Cloud Native Qumulo scaled to 1.6 TB/s on AWS, and that’s not even the best part. Here is what it means for you.
For years, enterprise customers have voiced the same concern about the cloud:
“It just isn’t fast enough.”
“Even if it were, we can’t reliably get enough compute in one availability zone.”
One customer put the challenge plainly:
“We need to exceed 1.5 TB/s of sustained throughput in the cloud, without sacrificing reliability or flexibility.”
That capital “B” in TB matters. This is bytes, not bits. One byte equals eight bits, so 1.5 TB/s translates to roughly 12 terabits per second of sustained data movement. And sustained matters just as much. This is not a short-lived burst or a cache-assisted spike, but continuous throughput maintained over time.

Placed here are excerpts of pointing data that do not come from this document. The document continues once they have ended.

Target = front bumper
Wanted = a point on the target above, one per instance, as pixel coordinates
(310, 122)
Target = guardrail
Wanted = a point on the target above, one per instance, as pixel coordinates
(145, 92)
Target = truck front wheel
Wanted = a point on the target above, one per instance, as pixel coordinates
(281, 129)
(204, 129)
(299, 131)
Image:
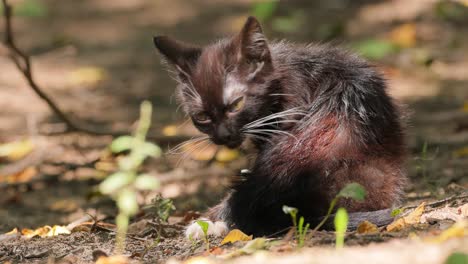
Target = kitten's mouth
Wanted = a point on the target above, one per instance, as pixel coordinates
(230, 144)
(233, 145)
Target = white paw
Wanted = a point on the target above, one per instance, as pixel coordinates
(217, 229)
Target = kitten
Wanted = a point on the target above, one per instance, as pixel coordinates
(319, 117)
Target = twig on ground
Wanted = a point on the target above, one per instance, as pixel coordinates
(23, 63)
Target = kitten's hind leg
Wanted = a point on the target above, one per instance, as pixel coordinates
(217, 219)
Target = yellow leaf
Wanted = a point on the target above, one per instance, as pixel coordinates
(226, 155)
(404, 35)
(16, 150)
(200, 153)
(87, 76)
(459, 229)
(461, 152)
(65, 205)
(23, 176)
(465, 105)
(113, 260)
(198, 260)
(234, 236)
(411, 219)
(170, 130)
(12, 232)
(58, 230)
(367, 227)
(45, 231)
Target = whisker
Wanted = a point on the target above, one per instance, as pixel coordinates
(272, 131)
(276, 115)
(180, 146)
(274, 123)
(193, 149)
(258, 136)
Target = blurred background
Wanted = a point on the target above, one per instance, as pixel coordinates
(96, 59)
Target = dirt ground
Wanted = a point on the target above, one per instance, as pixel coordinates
(429, 75)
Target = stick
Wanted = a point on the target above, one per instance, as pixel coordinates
(23, 63)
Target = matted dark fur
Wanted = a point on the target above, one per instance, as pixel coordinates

To put that number in context, streaming a single 4K movie typically requires ~25 megabits per second. At 12 Tb/s, the same system could theoretically support nearly half a million simultaneous 4K streams.
And for those who are wondering, Qumulo CNQ rose to the challenge, reaching 1.6 TB/s and 20.7 million IOPS, but more on that later.
In fact, performance numbers alone were never the real concern. Few companies need 1.5 TB/s today, but experience tells us that only planning for current demand rarely ends well. Building high-performance systems from cloud resources is often a matter of budget, risk tolerance, and system fragility. Indeed, building for speed alone is a great way to get on a first-name basis with the CFO in many organizations – not in a good way. Combining speed with a brittle infrastructure architecture may temporarily solve one challenge, but it creates many additional technology and economic challenges as knock-on effects.
Solving the root problem of architectural flexibility requires new thinking.
Most cloud storage platforms force customers to make long-term infrastructure decisions early. Performance, availability, and cost are tightly bound together, requiring overprovisioning for peak demand, duplicate data for resiliency, or anchor workloads to specific locations. Once those choices are made, they are difficult and expensive to undo.
As a result, storage becomes the constraint that compute teams plan around rather than a flexible foundation that adapts to changing workloads.
The better question customers should be asking is not, “How fast can this thing go?”
It is this: Can the cloud deliver crazy extreme performance when I need it, without locking me into brittle architectures, duplicated storage, or permanently overprovisioned infrastructure?
Qumulo took that challenge seriously. Not by chasing a headline number, but by proving a different operational model. And that is why 1.6TB/s is NOT THE HEADLINE. You might ask, “Qumulo, if scaling to 1.6 TB/s on AWS, isn’t the headline, what is?”
What if the real headline wasn’t about speed at all, but about removing zonal constraints without paying an economic tax?
The answer starts with a cloud-native architecture, not a retrofitted one.
Built for the Cloud from the Beginning
Qumulo’s architecture was designed for the cloud, not adapted to it. That distinction matters.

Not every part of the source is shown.